DR. DENNY: I think you always have hats that you wear to get a goal done that you didn’t necessarily think you would be wearing. One of those was needing all the legal agreements that went back and forth and security agreements. When I was at Vanderbilt we had about 100 of these, and really having to carefully think about that.
A big “A-ha” for us was how we managed the consents in a way that would be understandable to everyone coming in all these different ways. We use a HIPAA right-of-authorization which means the participant is saying I want you to give your health information to All of Us to do work. That flip of how we did it I think is really empowering, too. It’s a right-of-access approach from the participant to direct it somewhere else, and that is a much more powerful thing than trying to do it with consent.
Those are just a couple observations. I already talked about the harmonization thing. I will just say, when we wrote the blueprint for this back in 2015 what it could look like, I thought we were pretty ambitious. It’s exciting to me that we have gone further than what we wrote out in terms of what we could harmonize, pull together, centralize, make available. And the participant population we could recruit -- I am really proud of the work that the engagement partners and healthcare provider organizations and all these groups that have engaged diverse communities and helped build and win the trust of diverse partners who have good reason to not always be completely trusting of us, without us doing the work to prove ourselves.
DR. GORDON: You mentioned Nashville. Are you still in Nashville?
DR. DENNY: Right now I’m in Los Angeles, but I live in Bethesda.
DR. GORDON: So you made the move to DC. How has the pandemic been treating you?
DR. DENNY: It was hardest on our kids. I mentioned I have kids. Moving and then immediately going virtual -- they wanted to move back to Nashville during most of the pandemic for sure. But it is better now. School is in session, sports, all that stuff. That’s helpful.
DR. GORDON: Good. Listen, Josh, I want to thank you tremendously not only for joining us here today but for being such an excellent partner with NIMH. We really appreciate the work we have been able to get done together and are looking forward to being able to open up the workspace to our researchers.

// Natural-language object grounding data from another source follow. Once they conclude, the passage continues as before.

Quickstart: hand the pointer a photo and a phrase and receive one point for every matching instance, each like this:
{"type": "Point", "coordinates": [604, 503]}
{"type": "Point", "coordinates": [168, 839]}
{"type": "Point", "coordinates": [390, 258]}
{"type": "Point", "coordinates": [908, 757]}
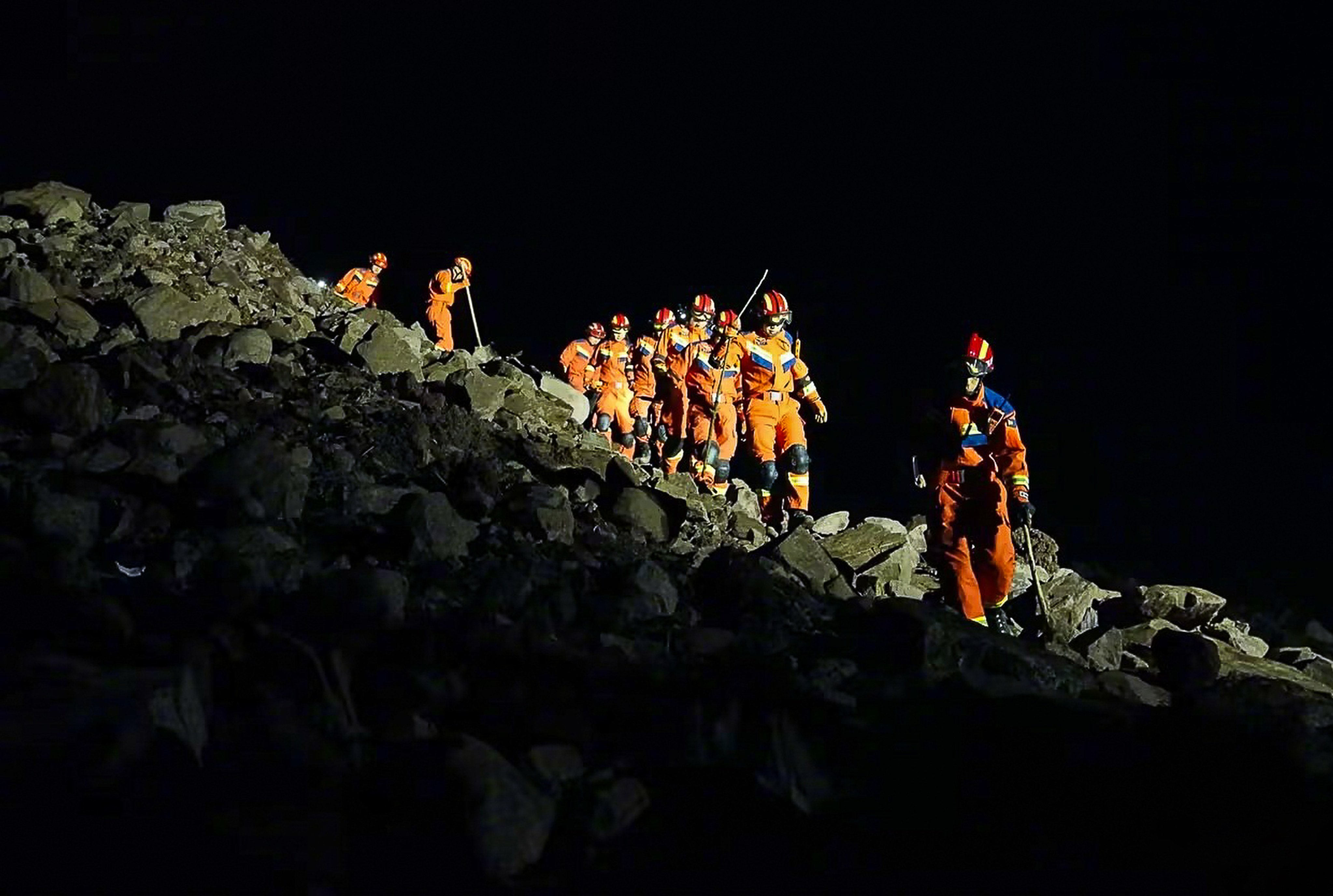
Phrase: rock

There is one final question and I think you told us this but since someone asked I will go ahead and ask it. How do I get access to the Researcher Workbench? Where do I go to sign up?
DR. DENNY: Awesome. Researchallofus.org. You will see on the top right a Register button and it will take you through the steps.

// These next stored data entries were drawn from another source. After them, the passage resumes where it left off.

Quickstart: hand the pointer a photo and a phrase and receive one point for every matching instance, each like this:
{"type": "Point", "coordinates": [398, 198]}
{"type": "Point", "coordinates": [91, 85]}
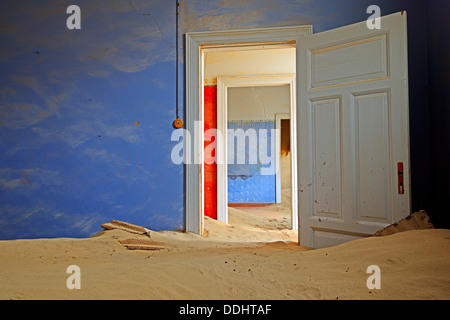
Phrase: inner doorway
{"type": "Point", "coordinates": [250, 88]}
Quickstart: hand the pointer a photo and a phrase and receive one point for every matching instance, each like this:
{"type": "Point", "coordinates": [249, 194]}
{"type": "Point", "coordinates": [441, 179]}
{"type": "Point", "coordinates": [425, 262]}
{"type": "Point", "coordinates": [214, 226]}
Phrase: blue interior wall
{"type": "Point", "coordinates": [86, 118]}
{"type": "Point", "coordinates": [248, 183]}
{"type": "Point", "coordinates": [72, 155]}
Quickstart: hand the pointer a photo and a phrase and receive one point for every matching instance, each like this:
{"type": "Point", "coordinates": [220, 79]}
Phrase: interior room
{"type": "Point", "coordinates": [252, 110]}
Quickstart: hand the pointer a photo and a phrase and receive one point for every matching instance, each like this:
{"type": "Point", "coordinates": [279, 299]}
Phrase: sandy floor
{"type": "Point", "coordinates": [239, 261]}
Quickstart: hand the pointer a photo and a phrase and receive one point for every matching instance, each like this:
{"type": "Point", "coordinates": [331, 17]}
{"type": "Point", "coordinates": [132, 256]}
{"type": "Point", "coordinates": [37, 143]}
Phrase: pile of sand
{"type": "Point", "coordinates": [239, 261]}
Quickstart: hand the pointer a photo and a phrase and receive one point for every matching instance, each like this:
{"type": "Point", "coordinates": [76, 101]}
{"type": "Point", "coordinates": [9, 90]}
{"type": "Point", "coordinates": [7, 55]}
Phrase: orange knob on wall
{"type": "Point", "coordinates": [178, 123]}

DR. GORDON: Researchallofus.org, Register, and then all of a sudden you have access to hundreds of thousands of datapoints -- actually billions of data points, hundreds of thousands of genomic resources. And I have done a little bit of playing around with not the Researcher Workbench but the public-facing part and I know that, just like Josh suggested, there is a good representation of individuals with various mental illnesses there, including schizophrenia and depression and anxiety disorders at rates that are around or better than the overall rate -- I shouldn’t say better than -- higher than the overall rate in the general population.

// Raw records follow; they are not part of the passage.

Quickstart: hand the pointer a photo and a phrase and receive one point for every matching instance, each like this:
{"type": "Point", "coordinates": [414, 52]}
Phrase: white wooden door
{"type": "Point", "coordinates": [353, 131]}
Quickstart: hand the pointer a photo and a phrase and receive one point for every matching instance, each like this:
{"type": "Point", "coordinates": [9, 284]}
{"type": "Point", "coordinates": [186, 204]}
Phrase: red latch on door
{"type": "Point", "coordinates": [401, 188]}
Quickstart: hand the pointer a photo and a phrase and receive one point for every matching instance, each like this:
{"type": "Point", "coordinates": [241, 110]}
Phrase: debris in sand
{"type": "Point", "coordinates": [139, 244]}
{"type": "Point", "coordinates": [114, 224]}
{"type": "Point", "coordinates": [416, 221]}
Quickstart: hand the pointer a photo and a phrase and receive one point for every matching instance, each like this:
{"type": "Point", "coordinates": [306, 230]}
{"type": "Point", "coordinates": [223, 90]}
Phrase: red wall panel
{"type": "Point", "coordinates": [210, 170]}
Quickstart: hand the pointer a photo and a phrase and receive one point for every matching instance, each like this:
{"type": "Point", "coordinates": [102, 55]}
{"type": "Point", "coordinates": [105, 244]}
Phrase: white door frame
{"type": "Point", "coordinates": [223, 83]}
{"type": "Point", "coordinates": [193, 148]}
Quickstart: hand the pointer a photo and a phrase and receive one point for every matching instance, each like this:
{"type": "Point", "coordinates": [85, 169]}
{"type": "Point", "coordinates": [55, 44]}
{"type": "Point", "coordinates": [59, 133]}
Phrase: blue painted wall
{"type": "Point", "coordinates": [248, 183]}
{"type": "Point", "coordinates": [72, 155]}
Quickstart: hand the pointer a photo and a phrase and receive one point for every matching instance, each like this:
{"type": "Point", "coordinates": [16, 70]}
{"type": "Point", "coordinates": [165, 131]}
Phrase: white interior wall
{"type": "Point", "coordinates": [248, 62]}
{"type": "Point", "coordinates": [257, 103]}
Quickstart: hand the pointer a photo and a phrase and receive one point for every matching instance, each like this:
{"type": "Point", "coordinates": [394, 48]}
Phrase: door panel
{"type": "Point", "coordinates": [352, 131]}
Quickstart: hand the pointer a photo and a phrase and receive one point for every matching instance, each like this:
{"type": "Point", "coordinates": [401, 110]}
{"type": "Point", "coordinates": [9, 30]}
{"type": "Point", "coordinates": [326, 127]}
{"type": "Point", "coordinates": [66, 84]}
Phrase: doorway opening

It really is going to be a tool, a resource, for precision psychiatry in this and precision medicine, and so we are really excited to be able to support scientists to get into this data and teach us new things.
Thanks for joining us today, Josh. I really appreciate the overview you gave, the opportunity for us to chat and for you to field questions from our audience.
And let me thank everyone who came. At one point there were close to 200 folks on the webinar, which is really great. I look forward to seeing many of you at our next NIH Director’s Innovation Series event. Thanks, Josh.
DR. DENNY: Thank you, Josh. It’s a pleasure being on here, and I really appreciate the excellent partnership with NIMH. It’s been great.
DR. GORDON: And I do think this is the first time I have had a Josh on the program.